General and Flag Officers will not receive a pay raise in 2015. In a rare move, Congress has begun questioning the lavish compensation packages received by the nation's top military brass, something that the chairman of the Joint Chiefs of Staff is not happy about.

In November, General Martin Dempsey asked Congress for the ability to keep the perks that military leadership is afforded, such as personal chefs, personal drivers, and cat sitters, in addition to what Rep. Jackie Speier (D-Calif.) called an "insane" pension plan.

The Pentagon has increased General and Flag Officer's benefits by up to 63 percent since 2007 in an effort to retain them while the country was deeply entrenched in two wars. However, the Senate Armed Services Committee later determined that there was no problem in retaining senior officers.

Service members who are transferring to a new duty station in 2015 will be expected to cover more of their housing expenses out of their base pay. The NDAA contains a one percent decrease in housing allowances across the board.

To cover this, the DoD removed the one percent allowance for renter's insurance from their rate computation formula. Currently, rate protections ensure that service members won't be subjected to the lower rate while trying to cover their current housing costs. Rate protections are expected to be extended.

In addition to the pay and housing cuts, service members will be expected to pay higher out-of-pocket costs for medications. The NDAA mandates a $3 dollar per year increase for the next 10 years. This means that by 2025, service members will pay close to $50 for prescriptions.

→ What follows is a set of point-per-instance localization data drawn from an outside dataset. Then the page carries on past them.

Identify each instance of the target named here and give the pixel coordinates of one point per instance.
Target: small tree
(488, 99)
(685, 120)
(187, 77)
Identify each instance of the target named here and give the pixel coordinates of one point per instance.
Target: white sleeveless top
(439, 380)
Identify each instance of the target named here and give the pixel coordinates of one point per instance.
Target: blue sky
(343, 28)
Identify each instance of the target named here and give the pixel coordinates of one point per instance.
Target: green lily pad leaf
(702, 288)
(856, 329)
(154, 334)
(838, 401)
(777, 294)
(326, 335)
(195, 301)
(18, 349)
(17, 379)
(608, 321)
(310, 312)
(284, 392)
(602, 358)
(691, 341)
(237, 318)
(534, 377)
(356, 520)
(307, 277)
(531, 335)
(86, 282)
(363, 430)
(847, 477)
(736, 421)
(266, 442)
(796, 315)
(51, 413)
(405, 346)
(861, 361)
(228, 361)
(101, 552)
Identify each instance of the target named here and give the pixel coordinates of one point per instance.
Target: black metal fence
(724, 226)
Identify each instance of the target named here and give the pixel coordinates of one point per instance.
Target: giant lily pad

The Defense Commissary Agency (DeCA) had their funding cut as well, though the cut was not as large as originally thought. Initially, the Commissary, the military's supermarket that sells groceries at just above wholesale cost, was slated to lose $200 million of their $1.3 billion budget. However, the House and Senate Appropriations Committees voted to add $190 million in funding for the Commissary to the omnibus bill.

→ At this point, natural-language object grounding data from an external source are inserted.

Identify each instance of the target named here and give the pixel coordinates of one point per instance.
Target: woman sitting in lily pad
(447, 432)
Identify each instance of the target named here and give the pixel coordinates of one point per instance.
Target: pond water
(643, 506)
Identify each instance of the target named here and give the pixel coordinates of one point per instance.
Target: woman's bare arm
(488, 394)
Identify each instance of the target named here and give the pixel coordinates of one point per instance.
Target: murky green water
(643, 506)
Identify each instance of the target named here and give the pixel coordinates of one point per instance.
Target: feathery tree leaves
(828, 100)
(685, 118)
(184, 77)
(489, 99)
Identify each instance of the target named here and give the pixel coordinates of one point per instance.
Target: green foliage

The Pentagon plans to cut the majority of its funding for the Commissary over the next three years, down to just $400 million. The defense department admits that this will significantly reduce its benefits to service members.

Currently, the Commissary provides an average savings of about 30 percent to military families. Cutting their funding will mean that prices will increase by at least 20 percent.

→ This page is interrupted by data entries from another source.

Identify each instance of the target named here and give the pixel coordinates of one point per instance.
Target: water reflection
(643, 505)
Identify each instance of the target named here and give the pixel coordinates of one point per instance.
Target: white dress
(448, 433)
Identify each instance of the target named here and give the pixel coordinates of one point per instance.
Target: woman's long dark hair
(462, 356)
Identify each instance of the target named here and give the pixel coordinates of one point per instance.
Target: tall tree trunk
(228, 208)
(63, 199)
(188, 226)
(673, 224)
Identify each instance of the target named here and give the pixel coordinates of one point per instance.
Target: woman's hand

With all these "necessary" cuts, it makes many military families question how there were millions of dollars to establish new National Parks and Corridors, perform research studies, and purchase equipment that the services have said they do not want and to arm Syrian rebels. One "pork" provision included in the NDAA took land from the San Carlos Apache Nation and gave it to an international mining company.

Some lawmakers tried to soften the bill's blow by introducing amendments that would counter some of the problems with the bill, but they were blocked from doing so by Senate Majority Leader Harry Reid.

U.S. Senator John McCain (R-Ariz.), who voted for the bill, released a statement, saying:

"In an unfortunate repeat of last year’s process and timeline, Majority Leader Reid’s repeated delays and unwillingness to allow an open amendment process or debate on the floor is a serious breach of the historical and Constitutional responsibilities of the U.S. Congress. By waiting until the last week that the Senate is in session and refusing to allow an open amendment process, he has effectively silenced debate on key issues vital to our national security." - U.S. Senator John McCain

"Although this legislation contains a number of individual provisions I support, it is fundamentally flawed in that it neither protects our most basic rights as American citizens, nor safeguards the vital national security interests of the United States," stated U.S. Senator Ted Cruz (R-Texas), who voted against the bill. "The NDAA should serve to strengthen our national security and it is imperative that Congress respects and upholds this vital function. The men and women of our military deserve no less."